As an artist and public speaker, I have often spoken about the ‘minestrone’ that exists in our subconscious. A life time’s knowledge, which is thrown together and which incubates when we imagine we are doing other things. As we practise for longer, that minestrone becomes fuller and richer, with more and more ingredients, until the connections that have been alluding us become so transparently obvious, that we marvel at why it took so long. But just like any builder whose house is falling down, the ‘teacher’ often forgets to take their own advice. And that is something I realise I had been guilty of.

Working in a forced isolation was right for me at one point in my career, but now that my work needs to say so much more about society and particularly our connections to each other and the environment, I have needed to rethink my ‘soup’ and the enlightening moment came after a recent visit to my other home of Venice and chance meetings with new curators and collaborators, who are also part of this brave new movement in Science and Art. Working collaboratively is so central to creativity and innovation particularly with people who don’t know ‘our story’ and require it to be clear, succinct. It’s funny how we can assume that someone must simply get what’s in our heads because it is so much part of us, but like the ‘wood and trees’ analogy sometimes it simply takes a new person to say ‘yes, but what is wood’, to allow yourself to be able to see you or your work, in a whole new light.

It is strange how the subconscious will remain closed to what drives us until we are sufficiently driven to open and allow it to give up its answers. The current fascination with Neuro-aesthetics, AI, the next Tech and Biology Renaissance and what drives our minds, is testament to this. My work, particularly the portraits and the pieces on consciousness, have alluded a collapsing wave function until recently. I realise now, it is the Italian glass I have always seen, the processes of melting and change I have always taken for granted; the reflections and masks of the Venetian canals, the interactions of communities and passionate opinions I have always simply overlooked, which have informed so much of what I do.
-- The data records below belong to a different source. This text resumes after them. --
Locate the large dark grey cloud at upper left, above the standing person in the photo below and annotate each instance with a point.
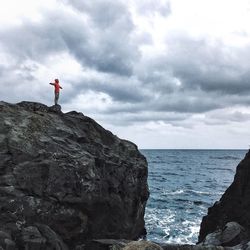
(110, 49)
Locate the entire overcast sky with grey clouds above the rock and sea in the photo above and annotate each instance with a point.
(161, 73)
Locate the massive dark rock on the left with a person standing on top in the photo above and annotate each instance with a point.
(64, 180)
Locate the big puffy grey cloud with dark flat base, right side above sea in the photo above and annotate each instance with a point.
(200, 65)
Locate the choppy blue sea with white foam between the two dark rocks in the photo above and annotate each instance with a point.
(183, 184)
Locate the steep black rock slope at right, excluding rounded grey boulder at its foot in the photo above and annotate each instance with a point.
(234, 205)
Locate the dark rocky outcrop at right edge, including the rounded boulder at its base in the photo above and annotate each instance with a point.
(233, 207)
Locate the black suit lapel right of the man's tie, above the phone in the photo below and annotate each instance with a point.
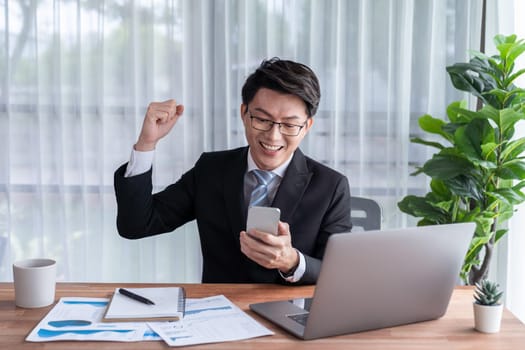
(292, 187)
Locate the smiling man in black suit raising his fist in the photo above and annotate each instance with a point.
(279, 101)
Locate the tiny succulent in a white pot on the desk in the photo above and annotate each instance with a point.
(488, 308)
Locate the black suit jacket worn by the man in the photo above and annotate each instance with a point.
(314, 200)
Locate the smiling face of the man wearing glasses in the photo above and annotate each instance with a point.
(270, 149)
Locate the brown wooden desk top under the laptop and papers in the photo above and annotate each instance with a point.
(453, 331)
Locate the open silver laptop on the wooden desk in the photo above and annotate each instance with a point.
(377, 279)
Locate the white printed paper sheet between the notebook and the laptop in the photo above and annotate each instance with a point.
(209, 320)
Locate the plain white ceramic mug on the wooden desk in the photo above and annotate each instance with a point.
(34, 281)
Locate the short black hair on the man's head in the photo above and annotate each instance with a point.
(287, 77)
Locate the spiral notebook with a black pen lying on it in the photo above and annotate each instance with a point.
(169, 305)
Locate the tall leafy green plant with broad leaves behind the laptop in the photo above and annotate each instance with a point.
(478, 172)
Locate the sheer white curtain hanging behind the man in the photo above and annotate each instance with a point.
(77, 76)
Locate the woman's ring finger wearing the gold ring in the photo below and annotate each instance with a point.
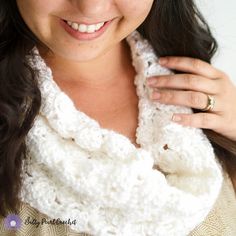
(191, 99)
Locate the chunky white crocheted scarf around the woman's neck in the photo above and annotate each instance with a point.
(76, 169)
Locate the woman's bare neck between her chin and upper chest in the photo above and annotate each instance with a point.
(102, 72)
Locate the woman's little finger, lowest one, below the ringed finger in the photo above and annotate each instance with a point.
(199, 120)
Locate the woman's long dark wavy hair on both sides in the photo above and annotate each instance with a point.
(174, 28)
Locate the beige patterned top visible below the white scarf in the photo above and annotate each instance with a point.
(221, 221)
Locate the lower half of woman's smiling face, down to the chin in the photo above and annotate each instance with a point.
(44, 18)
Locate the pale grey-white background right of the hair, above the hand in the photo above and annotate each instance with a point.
(221, 16)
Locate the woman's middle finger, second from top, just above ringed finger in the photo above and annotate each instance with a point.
(185, 81)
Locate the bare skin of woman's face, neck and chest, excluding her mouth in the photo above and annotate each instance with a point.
(96, 74)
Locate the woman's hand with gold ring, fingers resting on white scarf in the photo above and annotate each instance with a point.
(191, 90)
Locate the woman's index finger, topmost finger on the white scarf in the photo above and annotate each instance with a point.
(191, 65)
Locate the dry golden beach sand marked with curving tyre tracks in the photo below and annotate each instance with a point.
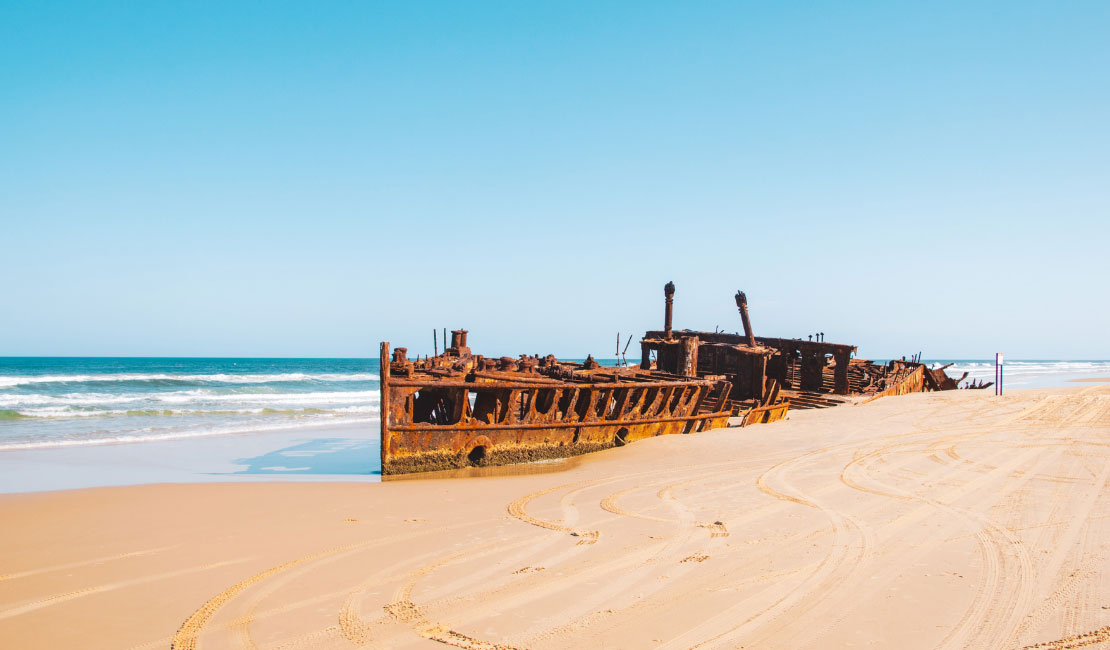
(934, 521)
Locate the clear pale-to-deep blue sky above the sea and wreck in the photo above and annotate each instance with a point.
(309, 179)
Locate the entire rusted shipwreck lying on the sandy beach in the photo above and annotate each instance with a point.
(458, 410)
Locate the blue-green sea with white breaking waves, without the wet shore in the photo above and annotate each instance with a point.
(78, 402)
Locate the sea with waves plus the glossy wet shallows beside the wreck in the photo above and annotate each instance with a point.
(78, 423)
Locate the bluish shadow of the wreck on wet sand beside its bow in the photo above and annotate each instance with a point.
(321, 456)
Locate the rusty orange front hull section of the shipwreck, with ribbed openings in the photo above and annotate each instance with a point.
(457, 410)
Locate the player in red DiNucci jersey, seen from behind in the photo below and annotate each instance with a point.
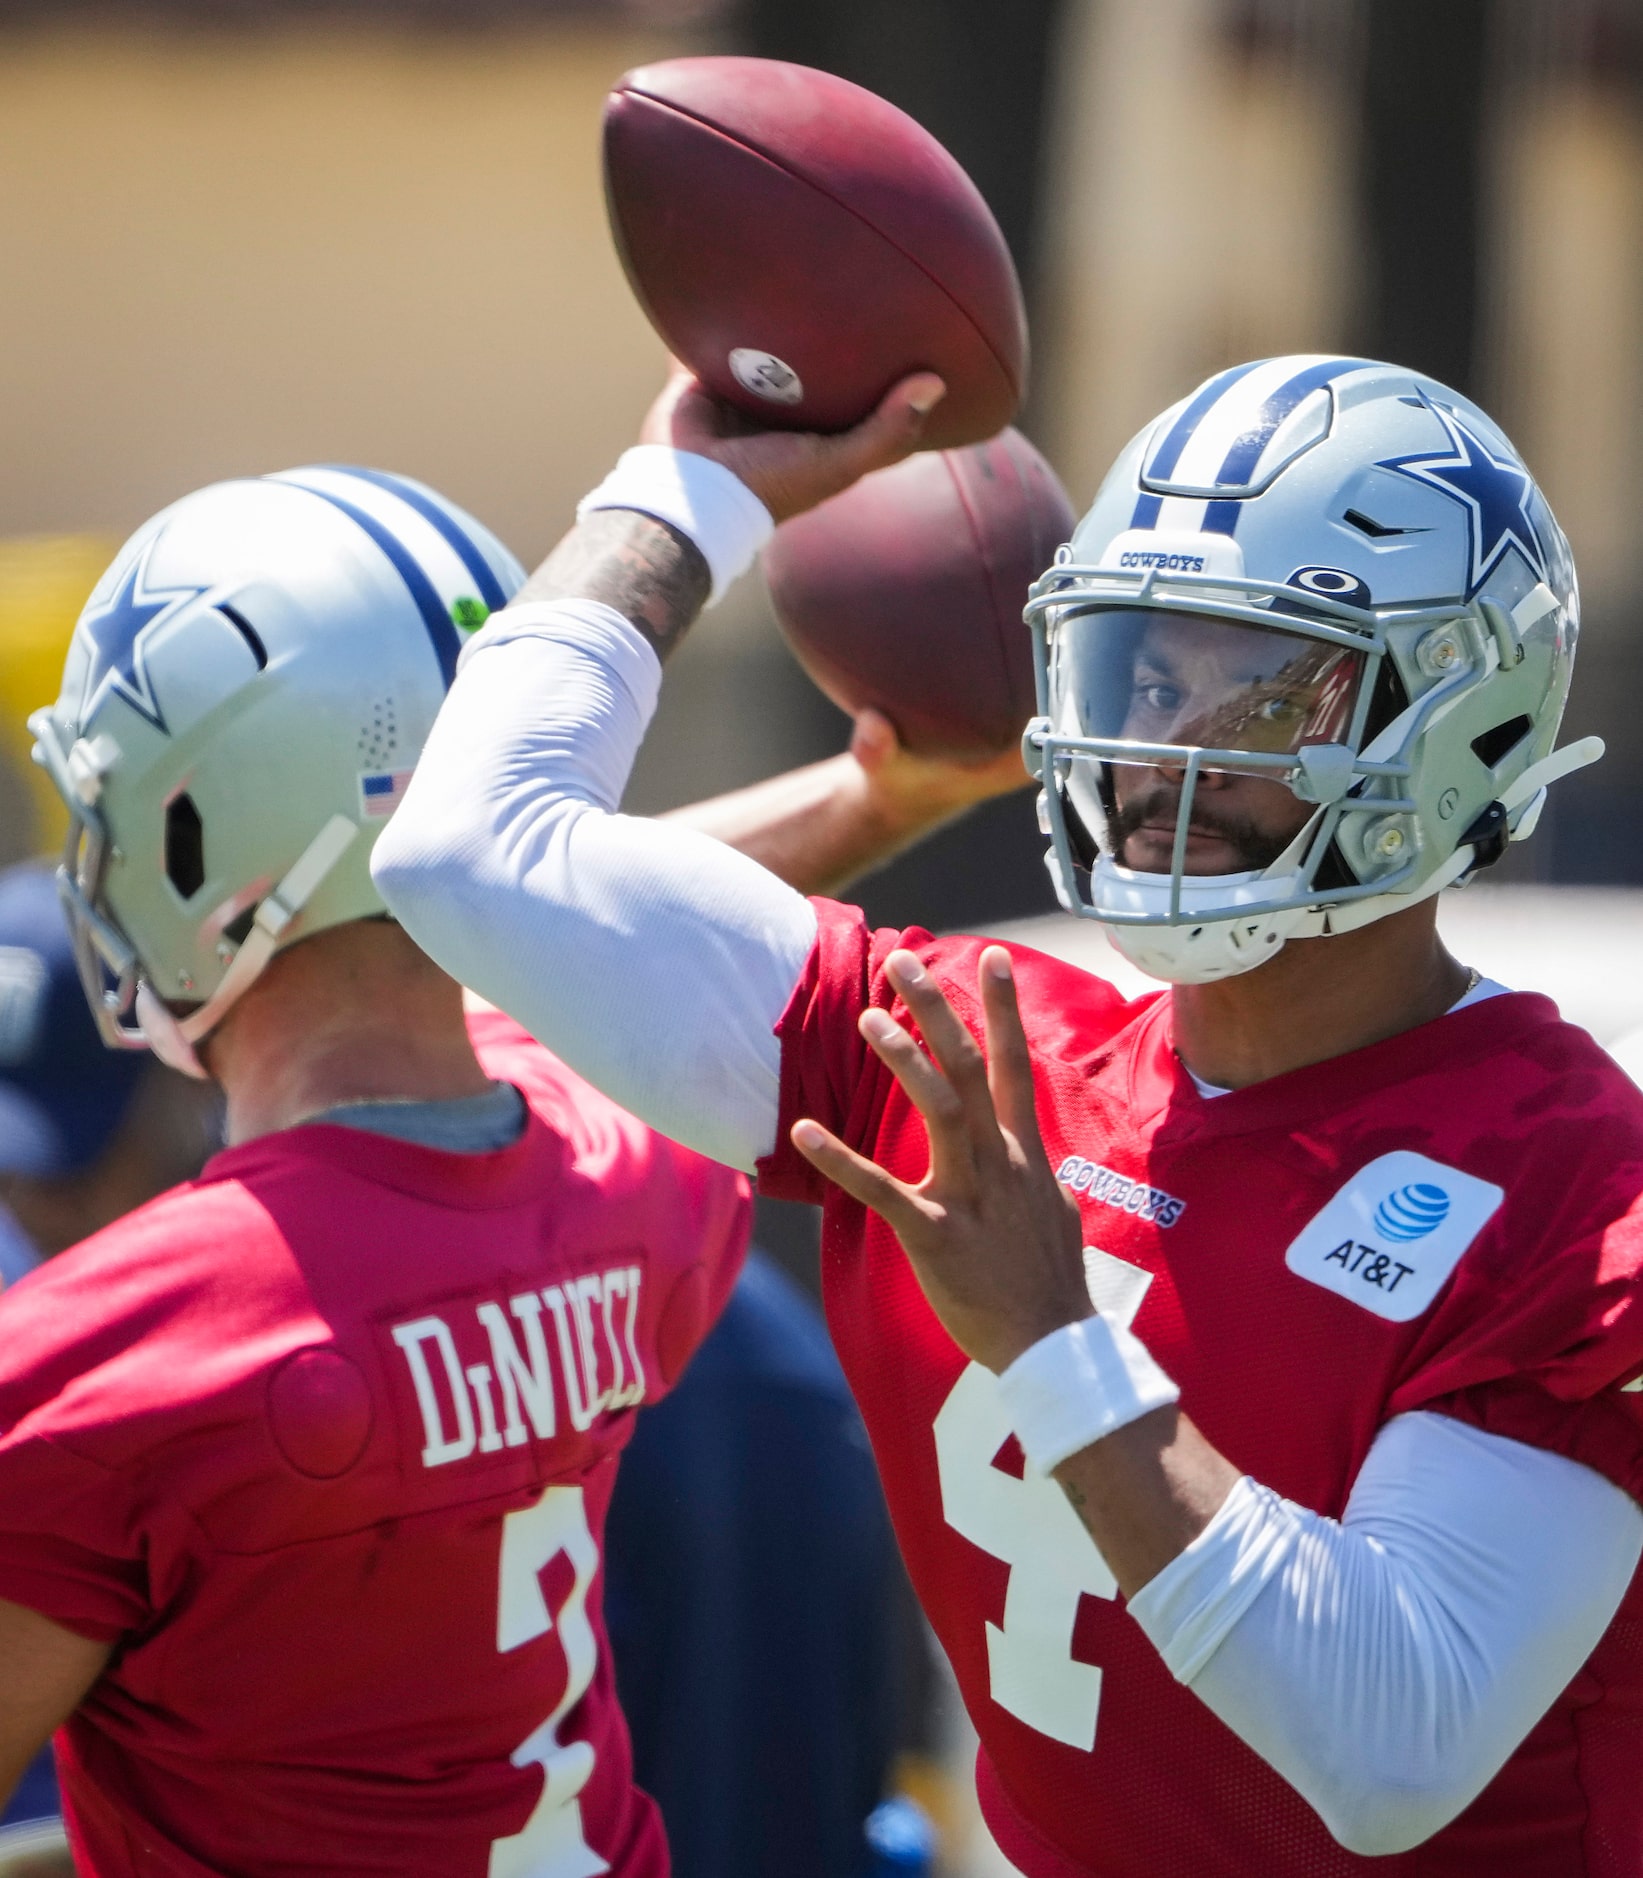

Plastic like glass, has a natural malleable aesthetic and yet sometimes we can overwhelm with the inherent beauty of the material. Mastering a new way of making work and the necessary technique means we can sometimes lose sight of the ‘why’.
But my ‘why’ surfaced much like the pasta as it floats to the top in a minestrone; my ‘why’ is based in the quantum processes we increasingly understand are in everything, from the photosynthesis of plants to the navigation of insects, to the Smart phones that have become virtual limbs. We overlook these things purely because they are everywhere and always have been. But the very carbon technologies creating the plastics we use, may well see the demise of the other living, breathing ecological web we take for granted. Perhaps, one day with the end of carbon based energies, we will have to go to museums precisely to see leaves-albeit in plastics , or will have to gain insight about how people really connected from the transparent portraits I have been moulding from death like masks so reminiscent of the Venetian plaster casts.

I work with transparent materials and yet the metaphor had not extended to my understanding of my own work.
Its why there isn’t an artist alive who won’t be able to recount a cringe worthy critique.
Its takes a long time to become your own critic.

But now I know, well think, I am a painter who sculpts with light and colour using the scientific knowledge I have accumulated over years of experience. But using transparent materials also means extending the metaphor to myself; forever changing perspectives, staying open and embracing the parts of the creative process such as serendipity and chance, which are also so central to Quantum Theory.